To copy data from or to Azure SQL Database, set the type property of the dataset to AzureSqlTable. The following properties are supported:
Property | Description | Required |
---|---|---|
type | The type property of the dataset must be set to AzureSqlTable. | Yes |
tableName | The name of the table or view in the Azure SQL Database instance that the linked service refers to. | No for source, Yes for sink |
{
"name": "AzureSQLDbDataset",
"properties":
{
"type": "AzureSqlTable",
"linkedServiceName": {
"referenceName": "<Azure SQL Database linked service name>",
"type": "LinkedServiceReference"
},
"typeProperties": {
"tableName": "MyTable"
}
}
}
For a full list of sections and properties available for defining activities, see the Pipelines article. This section provides a list of properties supported by the Azure SQL Database source and sink.
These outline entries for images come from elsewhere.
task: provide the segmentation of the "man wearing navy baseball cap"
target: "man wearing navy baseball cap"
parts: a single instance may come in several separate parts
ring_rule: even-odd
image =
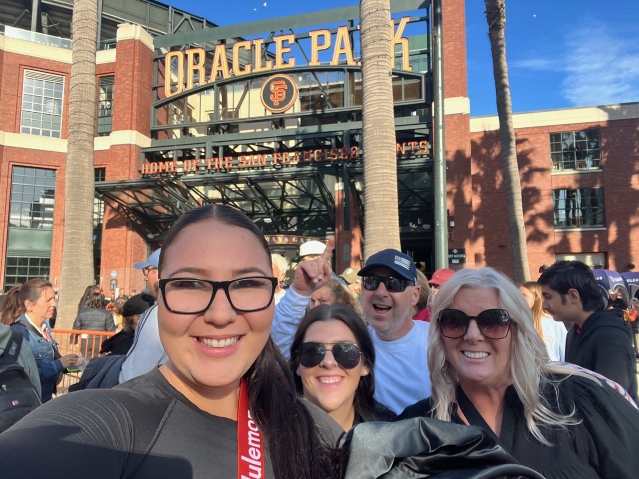
[[[429,323],[413,321],[417,269],[394,249],[371,256],[361,271],[362,307],[375,345],[375,399],[397,414],[431,395]]]
[[[335,240],[324,253],[301,261],[293,284],[275,305],[271,337],[286,358],[311,294],[330,278]],[[357,273],[362,277],[360,300],[375,345],[375,399],[397,414],[431,395],[426,361],[429,323],[413,321],[419,300],[417,270],[412,258],[397,250],[373,255]]]
[[[164,364],[168,359],[164,347],[160,341],[158,328],[158,307],[156,304],[155,284],[158,281],[158,267],[160,264],[161,248],[155,250],[146,261],[136,262],[134,267],[141,270],[144,280],[148,283],[149,290],[145,300],[150,300],[151,307],[146,310],[135,328],[133,346],[122,363],[118,382],[132,379]]]

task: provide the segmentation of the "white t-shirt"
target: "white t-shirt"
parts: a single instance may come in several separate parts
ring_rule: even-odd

To copy data from Azure SQL Database, set the type property in the Copy Activity source to SqlSource. The following properties are supported in the Copy Activity source section:
Property | Description | Required |
---|---|---|
type | The type property of the Copy Activity source must be set to SqlSource. | Yes |
sqlReaderQuery | Use the custom SQL query to read data. Example: select * from MyTable . |
No |
sqlReaderStoredProcedureName | The name of the stored procedure that reads data from the source table. The last SQL statement must be a SELECT statement in the stored procedure. | No |
storedProcedureParameters | Parameters for the stored procedure. Allowed values are name or value pairs. Names and casing of parameters must match the names and casing of the stored procedure parameters. |
No |
- If the sqlReaderQuery is specified for the SqlSource, Copy Activity runs this query against the Azure SQL Database source to get the data. Or you can specify a stored procedure. Specify sqlReaderStoredProcedureName and storedProcedureParameters if the stored procedure takes parameters.
- If you don't specify either sqlReaderQuery or sqlReaderStoredProcedureName, the columns defined in the structure section of the dataset JSON are used to construct a query.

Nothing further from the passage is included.